Currently Reading: The Pragmatic Programmer

Straight from the programming trenches, The Pragmatic Programmer cuts through the increasing specialization and technicalities of modern software development to examine the core process--taking a requirement and producing working, maintainable code that delights its users. It covers topics ranging from personal responsibility and career development to architectural techniques for keeping your code flexible and easy to adapt and reuse.

Actually, I finished this quickly, before I had a chance to update the blog. Capsule review: Eh.

Not that it isn't interesting, but it suffers from "manifestoitis" - if you already agree with the authors, it's "preaching to the choir"; if you disagree, this is not terribly likely to change your mind.

Worse, in some ways, the book's examples frequently lack meaningful specifics, coming across as dogma - the bad kind of dogma. ("Don't be a boiled frog" - okay, but is Doing X being a boiled frog, or Not Doing X?)

Still, all that said, there are people I know who could really benefit from reading this.

Permalink • Posted in: reading, religion, tech stuffComments (3)

Comments:

Chris Dolan Oct 8, 2006

Along more technical lines, I highly recommend Code Complete by Steve McConnell.
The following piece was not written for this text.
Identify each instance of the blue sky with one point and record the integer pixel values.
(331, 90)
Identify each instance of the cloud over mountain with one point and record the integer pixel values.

I've read the first edition twice and found it to be extremely well-written and practical.

It offers real-world advice on implementation tactics, often including statistics from actual research.

Joshua Oct 8, 2006

Thanks! I'll have to check it out, this isn't the first set of good things I've read about Code Complete.

Have you also read The Pragmatic Programmer, then?

Chris Dolan Oct 9, 2006

Have you also read The Pragmatic Programmer, then?

Nope. And with your blasé review, I'll probably skip it.